“La memoria è radice di una comunità. Fare memoria è condizione affinché la libertà conquistata continui a essere trasmessa e vissuta come un bene indivisibile. Non dimenticheremo mai le vittime innocenti, i servitori dello Stato, le persone libere che non hanno rinunciato ai loro valori pur sapendo di mettere a rischio la propria vita”. Sono le parole del presidente della Repubblica, Sergio Mattarella. La memoria è un dovere civico che deve essere sviluppato per conservare, tutelare e diffondere la conoscenza delle vicende e dei valori che la Resistenza, con la lotta e con l’impegno civile e democratico, ha consegnato alle nuove generazioni.

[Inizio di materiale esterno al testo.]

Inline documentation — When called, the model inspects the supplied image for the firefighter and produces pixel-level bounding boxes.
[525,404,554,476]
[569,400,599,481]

Viviamo un momento storico nel quale è indispensabile difendere con fermezza e coerenza i valori dell’antifascismo.Da 15 anni porto avanti nelle scuole il premio intitolato al maresciallo Ciro Siciliano. Si tratta di un premio che ha coinvolto, ad oggi, circa due mila giovani. Non tutti i semi gettati saranno attecchiti ma tanti, ne sono certa,hanno messo radici e questa è la mia gratificazione più grande. Continuo, anche attraverso questa rubrica, a portare il ricordo di pezzi di storia, pezzi di memoria,raccogliendo ancora testimonianze e diffondendo documenti pervalorizzare e far conoscere le esperienze di chi ha vissuto la guerra di liberazione.
Oggi dedico la rubrica “Per non dimenticare” a un giovane valoroso, medaglia d’oro alla memoria: Andrea Marchini, ucciso dai tedeschi il 15 dicembre 1944, al Passo del Pitone, sul Monte Carchio che divide la provincia di Massa-Carrara da quella di Lucca. Marchini aveva appena 22 anni quando morì sulla linea gotica che passava in terra apuana. Era un ex carabiniere e un caposquadra partigiano. La motivazione della medaglia d’oro alla memoria recita: “Carabiniere audace e valoroso, acclamato caposquadra dei suoi partigiani che lo vollero come comandante, di ritorno in pattuglia da un’ardita missione compiuta da un reparto tedesco. Benché in condizioni di inferiorità numerica e benché ogni libertà di movimento fosse intralciata da un campo minato, accettava l’impari lotta e con indomito valore sosteneva l’urto nemico. Mutilato a un piede, asportato dallo scoppio di una mina, vincendo lo strazio della carne ridotta a brandelli, con intenso fuoco del suo mitragliatore fronteggiava per due ore l’avversario incitando con l’esempio e con la parola i suoi uomini a resistere fino all’estremo per non abbandonare i compagni feriti. Colpito a morte cadeva da eroe con la fronte rivolta al nemico, confermando e perpetuando con l’offerta della sua vita le nobili tradizioni dell’arma dei carabinieri che ha per credo abnegazione, dovere e sacrificio”.
Andrea Marchini, come la maggior parte degli appartenenti all’arma dei carabinieri, non ebbe esitazioni e scelse la dura e rischiosa vita del partigiano, continuamente in lotta contro un nemico molto superiore per numero e armamenti. È stato un simbolo ed anche una guida morale per le generazioni successive.
Aveva passato le linee, con il suo reparto, il 2 dicembre 1944, in occasione del più grande rastrellamento verificatosi durante l’ultimo anno di guerra. Si trovava a Firenze nell’Italia libera ma, con il suo comandante “Vinci” Nicodemi e pochi altri, decise di tornare al di qua della linea gotica per combattere ancora e per morire dedicando il martirio della propria carne straziata, alla salvezza e alla libertà della patria.
Nel mese di dicembre, a Firenze, il carabiniere fu incaricato di infiltrarsi nelle linee nemiche, per svolgervi un’importante missione al comando di una squadra di partigiani. Il gruppo era sulla strada del ritorno, sul Passo del Pitone, quando fu intercettato da un reparto tedesco. Andrea Marchini e i suoi uomini s’impegnarono in un conflitto a fuoco che andò avanti due ore.
Questo è un piccolo contributo per fare memoria, un’altra pagina di storia da condividere e tramandare, ricordando un giovane eroe caduto nella storia.